They have since remodeled the home and added four bedrooms.

The couple has been active in the schools. Larry served on Kootenai school board from 1971-76. Dorothy was involved with sewing warm ups for the basketball teams, cheerleading uniforms, costumes for drama, and other projects. She also was active in 4-H.

Larry purchased his first skidder in 1966 and in the fall of 1977 started Larry Donohoe Logging. It still operates today.

The Quiet Nook Campground was purchased by the couple in 1988 and sits on Cave Lake. They enjoy meeting the many campers that stay there. Dorothy refers to it as her hobby.

They are founding members of the River of Life Church that meets at the grange.
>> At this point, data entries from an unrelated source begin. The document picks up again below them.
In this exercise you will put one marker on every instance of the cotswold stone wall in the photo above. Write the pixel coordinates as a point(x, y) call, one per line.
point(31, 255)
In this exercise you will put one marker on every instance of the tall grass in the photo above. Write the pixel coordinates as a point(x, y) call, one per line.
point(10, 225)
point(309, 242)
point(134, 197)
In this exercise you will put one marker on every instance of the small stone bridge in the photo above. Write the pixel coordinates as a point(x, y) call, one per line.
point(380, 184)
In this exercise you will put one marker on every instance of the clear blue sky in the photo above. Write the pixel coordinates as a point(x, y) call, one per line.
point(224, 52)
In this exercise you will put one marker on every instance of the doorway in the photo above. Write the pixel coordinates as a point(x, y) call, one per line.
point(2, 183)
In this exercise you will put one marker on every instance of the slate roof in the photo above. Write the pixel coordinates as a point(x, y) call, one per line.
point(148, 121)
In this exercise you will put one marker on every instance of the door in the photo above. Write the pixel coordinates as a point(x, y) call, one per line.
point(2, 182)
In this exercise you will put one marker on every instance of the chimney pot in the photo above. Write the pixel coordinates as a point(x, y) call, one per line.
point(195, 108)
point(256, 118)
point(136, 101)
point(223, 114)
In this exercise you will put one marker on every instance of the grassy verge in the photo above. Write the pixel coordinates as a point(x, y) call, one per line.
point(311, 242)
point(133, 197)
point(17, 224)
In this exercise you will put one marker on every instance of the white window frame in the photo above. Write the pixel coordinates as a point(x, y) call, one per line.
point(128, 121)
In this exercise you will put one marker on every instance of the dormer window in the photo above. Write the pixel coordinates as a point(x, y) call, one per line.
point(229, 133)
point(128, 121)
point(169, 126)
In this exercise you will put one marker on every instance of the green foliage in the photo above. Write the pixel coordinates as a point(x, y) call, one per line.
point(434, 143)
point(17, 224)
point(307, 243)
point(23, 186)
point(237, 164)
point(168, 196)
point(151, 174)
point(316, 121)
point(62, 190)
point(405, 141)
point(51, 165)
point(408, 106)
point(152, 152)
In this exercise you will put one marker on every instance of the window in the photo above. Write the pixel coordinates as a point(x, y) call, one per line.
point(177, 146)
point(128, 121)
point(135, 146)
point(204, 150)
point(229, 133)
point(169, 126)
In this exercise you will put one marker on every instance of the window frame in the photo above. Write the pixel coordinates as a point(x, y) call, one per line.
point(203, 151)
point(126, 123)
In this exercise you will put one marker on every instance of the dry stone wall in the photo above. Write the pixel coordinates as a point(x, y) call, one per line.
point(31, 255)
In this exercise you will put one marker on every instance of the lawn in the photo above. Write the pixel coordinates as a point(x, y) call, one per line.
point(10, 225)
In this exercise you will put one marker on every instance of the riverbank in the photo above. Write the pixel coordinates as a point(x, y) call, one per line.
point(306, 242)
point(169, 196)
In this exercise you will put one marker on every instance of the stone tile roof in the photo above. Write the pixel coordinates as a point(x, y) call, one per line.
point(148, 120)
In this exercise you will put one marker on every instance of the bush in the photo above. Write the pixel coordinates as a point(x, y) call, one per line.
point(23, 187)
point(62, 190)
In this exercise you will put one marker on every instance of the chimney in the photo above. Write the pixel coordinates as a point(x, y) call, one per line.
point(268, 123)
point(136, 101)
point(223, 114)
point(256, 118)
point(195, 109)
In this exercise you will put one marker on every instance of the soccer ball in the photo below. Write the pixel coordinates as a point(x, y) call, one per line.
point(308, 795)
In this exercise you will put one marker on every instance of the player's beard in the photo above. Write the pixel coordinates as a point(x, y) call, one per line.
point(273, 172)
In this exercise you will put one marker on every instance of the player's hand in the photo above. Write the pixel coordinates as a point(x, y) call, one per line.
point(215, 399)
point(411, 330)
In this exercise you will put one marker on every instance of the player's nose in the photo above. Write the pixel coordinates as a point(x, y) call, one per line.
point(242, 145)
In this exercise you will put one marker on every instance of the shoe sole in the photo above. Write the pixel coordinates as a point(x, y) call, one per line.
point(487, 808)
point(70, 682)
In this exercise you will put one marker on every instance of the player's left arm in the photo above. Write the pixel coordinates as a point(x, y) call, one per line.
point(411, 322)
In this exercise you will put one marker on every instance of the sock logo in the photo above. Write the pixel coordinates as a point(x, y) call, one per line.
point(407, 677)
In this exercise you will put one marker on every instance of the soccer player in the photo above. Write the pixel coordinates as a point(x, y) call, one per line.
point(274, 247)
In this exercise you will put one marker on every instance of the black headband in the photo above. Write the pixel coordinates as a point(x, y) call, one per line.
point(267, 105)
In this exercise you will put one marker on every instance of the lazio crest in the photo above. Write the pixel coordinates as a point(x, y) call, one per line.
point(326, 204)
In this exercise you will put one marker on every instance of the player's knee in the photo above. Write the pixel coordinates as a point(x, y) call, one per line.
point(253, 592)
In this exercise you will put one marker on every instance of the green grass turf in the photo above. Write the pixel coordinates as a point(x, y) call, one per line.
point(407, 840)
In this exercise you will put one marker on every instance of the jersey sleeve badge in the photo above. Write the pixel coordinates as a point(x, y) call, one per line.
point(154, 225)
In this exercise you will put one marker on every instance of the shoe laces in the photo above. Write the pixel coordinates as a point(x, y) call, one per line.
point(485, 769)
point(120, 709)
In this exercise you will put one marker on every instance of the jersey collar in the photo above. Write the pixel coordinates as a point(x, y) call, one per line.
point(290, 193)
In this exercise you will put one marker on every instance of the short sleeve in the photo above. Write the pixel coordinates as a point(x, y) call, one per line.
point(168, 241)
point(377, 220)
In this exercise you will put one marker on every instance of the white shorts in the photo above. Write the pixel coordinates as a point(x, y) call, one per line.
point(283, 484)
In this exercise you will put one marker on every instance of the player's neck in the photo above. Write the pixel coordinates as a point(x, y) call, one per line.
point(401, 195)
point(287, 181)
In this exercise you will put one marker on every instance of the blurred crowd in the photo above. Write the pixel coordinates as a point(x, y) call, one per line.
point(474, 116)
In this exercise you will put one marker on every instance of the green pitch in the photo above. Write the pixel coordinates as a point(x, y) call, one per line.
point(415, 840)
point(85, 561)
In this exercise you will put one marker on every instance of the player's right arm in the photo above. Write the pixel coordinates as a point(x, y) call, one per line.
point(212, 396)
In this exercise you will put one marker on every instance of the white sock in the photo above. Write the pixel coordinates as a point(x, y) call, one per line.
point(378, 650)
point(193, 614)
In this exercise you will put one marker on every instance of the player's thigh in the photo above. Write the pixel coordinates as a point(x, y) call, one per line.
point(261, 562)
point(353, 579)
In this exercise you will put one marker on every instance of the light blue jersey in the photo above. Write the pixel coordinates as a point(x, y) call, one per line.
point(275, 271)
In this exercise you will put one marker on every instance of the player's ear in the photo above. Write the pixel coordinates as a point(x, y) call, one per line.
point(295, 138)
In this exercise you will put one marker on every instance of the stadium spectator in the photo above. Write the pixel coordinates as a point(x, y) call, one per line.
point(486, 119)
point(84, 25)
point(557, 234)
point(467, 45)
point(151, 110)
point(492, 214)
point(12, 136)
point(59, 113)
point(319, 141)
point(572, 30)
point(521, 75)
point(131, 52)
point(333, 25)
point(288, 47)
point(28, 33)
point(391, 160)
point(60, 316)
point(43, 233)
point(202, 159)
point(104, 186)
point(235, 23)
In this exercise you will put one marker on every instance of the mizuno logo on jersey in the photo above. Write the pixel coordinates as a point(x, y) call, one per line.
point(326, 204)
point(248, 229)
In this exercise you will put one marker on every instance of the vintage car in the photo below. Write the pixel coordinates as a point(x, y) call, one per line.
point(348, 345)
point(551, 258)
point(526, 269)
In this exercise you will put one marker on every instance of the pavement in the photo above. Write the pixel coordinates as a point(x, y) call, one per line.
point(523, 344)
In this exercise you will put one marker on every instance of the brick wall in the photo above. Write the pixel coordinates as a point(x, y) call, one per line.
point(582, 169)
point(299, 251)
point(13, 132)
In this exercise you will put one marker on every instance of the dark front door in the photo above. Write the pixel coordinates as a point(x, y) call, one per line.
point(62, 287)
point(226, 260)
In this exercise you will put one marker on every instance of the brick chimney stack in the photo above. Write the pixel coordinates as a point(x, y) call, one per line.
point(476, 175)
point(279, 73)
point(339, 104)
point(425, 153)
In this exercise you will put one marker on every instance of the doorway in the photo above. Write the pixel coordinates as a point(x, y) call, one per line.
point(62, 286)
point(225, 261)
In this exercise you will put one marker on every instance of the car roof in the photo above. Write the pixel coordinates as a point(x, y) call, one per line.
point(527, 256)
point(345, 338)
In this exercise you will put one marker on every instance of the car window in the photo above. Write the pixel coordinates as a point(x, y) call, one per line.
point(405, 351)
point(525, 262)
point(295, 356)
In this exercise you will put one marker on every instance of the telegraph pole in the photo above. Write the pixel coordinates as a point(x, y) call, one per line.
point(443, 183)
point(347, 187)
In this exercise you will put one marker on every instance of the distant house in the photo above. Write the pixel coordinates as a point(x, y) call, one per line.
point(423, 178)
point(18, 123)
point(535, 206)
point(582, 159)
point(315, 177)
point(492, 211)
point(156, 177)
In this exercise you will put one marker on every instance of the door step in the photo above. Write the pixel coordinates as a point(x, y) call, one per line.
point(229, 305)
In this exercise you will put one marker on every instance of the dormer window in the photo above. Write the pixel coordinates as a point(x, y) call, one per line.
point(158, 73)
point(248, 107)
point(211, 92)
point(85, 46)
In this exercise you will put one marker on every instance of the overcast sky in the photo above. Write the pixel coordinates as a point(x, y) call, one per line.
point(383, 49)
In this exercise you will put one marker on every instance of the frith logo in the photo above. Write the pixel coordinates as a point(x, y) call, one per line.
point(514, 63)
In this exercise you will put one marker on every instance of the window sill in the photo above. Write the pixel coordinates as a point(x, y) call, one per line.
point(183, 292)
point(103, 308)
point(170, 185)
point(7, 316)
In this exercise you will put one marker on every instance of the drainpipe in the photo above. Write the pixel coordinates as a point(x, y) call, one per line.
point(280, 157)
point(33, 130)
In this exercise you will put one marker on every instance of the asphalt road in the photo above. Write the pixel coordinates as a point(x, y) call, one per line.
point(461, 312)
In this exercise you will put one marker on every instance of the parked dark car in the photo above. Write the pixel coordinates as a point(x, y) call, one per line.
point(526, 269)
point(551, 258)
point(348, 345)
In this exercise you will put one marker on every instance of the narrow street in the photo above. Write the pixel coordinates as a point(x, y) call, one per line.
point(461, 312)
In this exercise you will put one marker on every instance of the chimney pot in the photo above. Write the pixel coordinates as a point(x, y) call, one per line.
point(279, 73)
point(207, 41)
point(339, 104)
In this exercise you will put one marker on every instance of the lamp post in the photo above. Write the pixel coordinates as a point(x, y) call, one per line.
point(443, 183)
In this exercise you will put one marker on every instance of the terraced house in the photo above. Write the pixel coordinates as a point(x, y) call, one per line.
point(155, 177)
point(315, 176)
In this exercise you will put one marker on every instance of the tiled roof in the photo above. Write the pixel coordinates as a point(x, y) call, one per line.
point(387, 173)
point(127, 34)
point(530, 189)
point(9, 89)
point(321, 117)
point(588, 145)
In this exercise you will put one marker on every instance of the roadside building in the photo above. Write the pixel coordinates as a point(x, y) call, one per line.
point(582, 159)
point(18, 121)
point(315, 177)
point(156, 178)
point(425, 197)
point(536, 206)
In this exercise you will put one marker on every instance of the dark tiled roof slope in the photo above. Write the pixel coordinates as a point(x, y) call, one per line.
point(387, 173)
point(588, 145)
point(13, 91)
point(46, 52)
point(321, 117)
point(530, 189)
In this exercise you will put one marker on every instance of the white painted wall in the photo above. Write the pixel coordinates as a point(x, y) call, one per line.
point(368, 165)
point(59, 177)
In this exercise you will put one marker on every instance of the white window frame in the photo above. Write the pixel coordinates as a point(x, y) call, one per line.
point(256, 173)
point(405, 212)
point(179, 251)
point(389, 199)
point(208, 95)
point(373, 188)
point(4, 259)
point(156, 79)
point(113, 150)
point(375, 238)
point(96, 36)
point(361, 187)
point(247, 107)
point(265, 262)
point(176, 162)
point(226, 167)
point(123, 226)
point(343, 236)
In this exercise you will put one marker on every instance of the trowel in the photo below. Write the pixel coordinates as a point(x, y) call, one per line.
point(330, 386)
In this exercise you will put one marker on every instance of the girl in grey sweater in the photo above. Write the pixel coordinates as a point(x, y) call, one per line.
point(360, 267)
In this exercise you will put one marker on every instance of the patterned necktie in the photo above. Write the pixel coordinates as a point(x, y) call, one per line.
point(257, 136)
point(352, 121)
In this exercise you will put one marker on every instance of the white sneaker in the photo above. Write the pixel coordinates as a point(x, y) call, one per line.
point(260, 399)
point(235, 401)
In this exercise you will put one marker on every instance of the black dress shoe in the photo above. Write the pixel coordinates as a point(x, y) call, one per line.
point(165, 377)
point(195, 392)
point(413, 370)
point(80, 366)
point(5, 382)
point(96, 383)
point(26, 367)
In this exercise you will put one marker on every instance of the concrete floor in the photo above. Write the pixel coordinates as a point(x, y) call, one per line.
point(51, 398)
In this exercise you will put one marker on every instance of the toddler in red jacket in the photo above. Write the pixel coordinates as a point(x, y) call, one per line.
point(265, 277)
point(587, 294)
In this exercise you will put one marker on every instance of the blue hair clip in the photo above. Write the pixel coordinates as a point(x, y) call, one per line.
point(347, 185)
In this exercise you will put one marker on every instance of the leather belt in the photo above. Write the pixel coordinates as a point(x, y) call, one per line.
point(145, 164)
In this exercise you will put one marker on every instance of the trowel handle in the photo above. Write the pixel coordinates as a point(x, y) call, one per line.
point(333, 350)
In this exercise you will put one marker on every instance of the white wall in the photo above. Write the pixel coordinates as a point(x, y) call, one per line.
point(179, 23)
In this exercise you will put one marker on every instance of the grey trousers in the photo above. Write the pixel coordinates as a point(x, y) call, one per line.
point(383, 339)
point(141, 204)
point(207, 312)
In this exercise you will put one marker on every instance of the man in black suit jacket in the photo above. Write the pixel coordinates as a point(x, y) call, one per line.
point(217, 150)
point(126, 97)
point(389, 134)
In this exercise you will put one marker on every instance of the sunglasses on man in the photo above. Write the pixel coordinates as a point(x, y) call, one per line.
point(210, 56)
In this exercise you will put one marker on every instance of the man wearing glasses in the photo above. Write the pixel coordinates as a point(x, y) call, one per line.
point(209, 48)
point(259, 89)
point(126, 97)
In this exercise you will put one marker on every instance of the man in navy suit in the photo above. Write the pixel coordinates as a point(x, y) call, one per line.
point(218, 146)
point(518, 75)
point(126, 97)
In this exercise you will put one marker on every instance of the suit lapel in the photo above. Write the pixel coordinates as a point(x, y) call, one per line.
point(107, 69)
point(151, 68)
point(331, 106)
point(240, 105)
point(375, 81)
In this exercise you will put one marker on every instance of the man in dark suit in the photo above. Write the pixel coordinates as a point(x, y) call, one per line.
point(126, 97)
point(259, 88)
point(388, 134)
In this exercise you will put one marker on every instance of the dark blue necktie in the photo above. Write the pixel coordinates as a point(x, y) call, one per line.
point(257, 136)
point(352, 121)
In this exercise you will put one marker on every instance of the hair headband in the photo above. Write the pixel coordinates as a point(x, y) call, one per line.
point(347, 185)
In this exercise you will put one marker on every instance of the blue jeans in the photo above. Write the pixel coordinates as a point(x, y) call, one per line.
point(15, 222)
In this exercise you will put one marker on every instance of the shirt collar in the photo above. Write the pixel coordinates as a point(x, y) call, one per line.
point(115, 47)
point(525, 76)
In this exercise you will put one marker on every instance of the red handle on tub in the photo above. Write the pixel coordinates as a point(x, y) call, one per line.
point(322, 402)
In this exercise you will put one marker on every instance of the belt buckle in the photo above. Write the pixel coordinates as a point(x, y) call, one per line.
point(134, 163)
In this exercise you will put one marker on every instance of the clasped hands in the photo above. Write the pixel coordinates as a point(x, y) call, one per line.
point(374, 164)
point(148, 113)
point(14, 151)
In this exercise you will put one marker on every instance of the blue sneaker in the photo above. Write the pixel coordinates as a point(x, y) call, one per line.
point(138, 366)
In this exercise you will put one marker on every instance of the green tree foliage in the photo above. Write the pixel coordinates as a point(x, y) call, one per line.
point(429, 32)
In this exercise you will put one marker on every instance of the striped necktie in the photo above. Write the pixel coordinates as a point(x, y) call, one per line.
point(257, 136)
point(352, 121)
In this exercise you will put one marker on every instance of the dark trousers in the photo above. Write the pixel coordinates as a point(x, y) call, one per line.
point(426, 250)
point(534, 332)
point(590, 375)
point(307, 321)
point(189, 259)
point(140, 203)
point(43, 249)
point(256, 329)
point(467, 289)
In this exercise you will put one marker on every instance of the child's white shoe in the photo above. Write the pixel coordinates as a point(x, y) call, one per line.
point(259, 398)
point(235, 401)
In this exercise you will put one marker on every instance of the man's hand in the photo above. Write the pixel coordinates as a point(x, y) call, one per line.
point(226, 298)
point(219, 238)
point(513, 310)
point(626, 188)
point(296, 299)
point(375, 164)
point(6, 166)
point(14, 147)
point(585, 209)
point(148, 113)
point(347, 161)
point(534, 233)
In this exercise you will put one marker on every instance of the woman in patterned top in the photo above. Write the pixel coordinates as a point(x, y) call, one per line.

And Dorothy has been a member of the Worthwhile Club since 1959.

“God has given us so many blessings,” Dorothy said. “Even during the hard times in our live, he was always there.”

They have always enjoyed camping in a tent with their family. They have camped with Tom and Roberta Hoiland in the cedars, St. Joe River, and Devil’s Elbow up the North Fork of the Coeur ‘Alene River. They purchased a motor home in 2000 to travel to Arizona to see their son Stewart and made several trips there.

They have five children, two sons; Stewart (who died in 2014 in Arizona), and Mitch and Angel Donohoe of Medimont. Three daughters; Shirlene and Pat Collins of Spokane Valley, Yolanda and Keith Schwartz of Kennewick, and Alisha and Todd McDevitt of Medimont.

They have 15 grandchildren and eight great-grandchildren with one on the way.